On 09/24/2011 03:23 AM, Brian Harring wrote:
[...] Right now, zlib does the
exact opposite of what should be done; Vapier changed zlib, and tries to
fix the packages that break because of that change.  The correct way to
handle it is to let zlib be, and fix the packages that stopped working
with zlib 1.2.5.1.

Why is that the correct way?  Because we don't know yet what upstream is
planning.  We don't know if they'll rename those macros.  If they won't,
then Gentoo is creating problems for itself.  Packages that won't build
out of the box on Gentoo's zlib will need to be patched.  And you can't
go to upstream of those packages with that patch, because it's none of
their business.  They know their code works against vanilla zlib, they
have no reason to change it.  If Gentoo decides to break a base library
by making it incompatible with the upstream version, it's their own fault.

"Incompatible with upstream version" ?

Why in quotes?


Quick bug count, 12 packages (most of which are doing bad things in
their header usage) went boom.

13 out of *608* packages.  I reiterate, 6-!@#*ing-hundred-and-8.  If
that 13 became 50 I'd be viewing this differently, but half the time
core pkg upgrades break that /alone/ (meaning upstream induced
breakage).

The packages that break with vanilla zlib 1.2.5.1 (like Lynx, which I fixed myself and sent upstream) are less than those that break with r1 and r2. So that argument doesn't hold. Also, you didn't rebuild the whole tree, so there's no way of knowing whether there's 13 packages that break or 130.
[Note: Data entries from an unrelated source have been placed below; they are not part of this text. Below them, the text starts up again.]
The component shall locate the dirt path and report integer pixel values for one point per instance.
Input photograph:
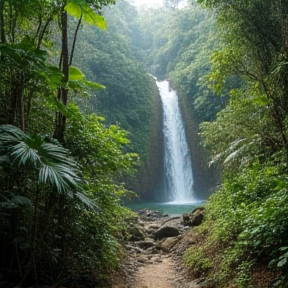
(159, 273)
(153, 258)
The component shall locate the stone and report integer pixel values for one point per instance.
(195, 218)
(166, 231)
(145, 244)
(169, 243)
(136, 232)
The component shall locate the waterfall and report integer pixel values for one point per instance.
(177, 160)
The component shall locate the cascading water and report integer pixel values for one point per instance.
(177, 160)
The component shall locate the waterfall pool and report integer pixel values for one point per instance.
(170, 208)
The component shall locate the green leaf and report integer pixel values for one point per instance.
(75, 74)
(80, 9)
(282, 262)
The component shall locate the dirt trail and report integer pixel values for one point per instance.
(159, 273)
(158, 263)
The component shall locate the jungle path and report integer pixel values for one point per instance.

The packages are broken; while vapier is mildly ahead of the curve,
updating upstream is going in parallel.

If vapier is such an expert, why did he use _Z_ as the prefix for those macros? It's a well known fact that identifiers beginning with an underscore and followed by a capital letter (or another underscore) are reserved in C and shouldn't be used.


I strongly suspect you've got the unstated 13th, or hit some fallout
thus why you're pushing on this as hard as you are.  While that sucks
for you, you'd have hit the same breakage once upstream releases the
API change.

Introducing something to the tree that is known to break packages means it's better to mask it. On top of that, zlib 1.2.5.1 is a beta version, which supports masking more strongly when you combine it with the breakage.
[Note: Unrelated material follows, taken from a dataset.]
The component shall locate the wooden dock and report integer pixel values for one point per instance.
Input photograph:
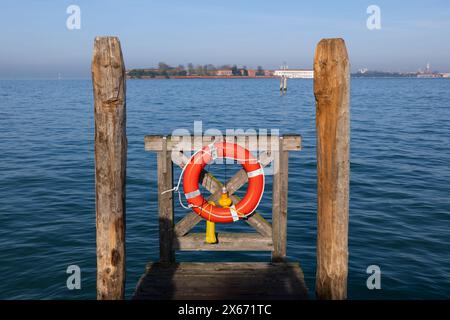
(222, 281)
(277, 279)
All vapier is doing is frankly fixing the offending packages (which
those patches then go upstream) so the upstream zlib change can be
made w/out any fallout.

If upstream accepts the changes, then that's good work. But not when doing that with an unmasked package. ~arch is for testing. We tested. Now we know it's borked, so mask it. When it looks ready, unmask it for another round of wide testing.


By and large, this is good open source behaviour, and fits with the
gentoo "don't fuck with upstream's releases" philosophy (which is
aimed at avoiding the sort of hellacious backporting/monkey-patching
debian/fedora are known for).

But we *did* fuck with upstream's release.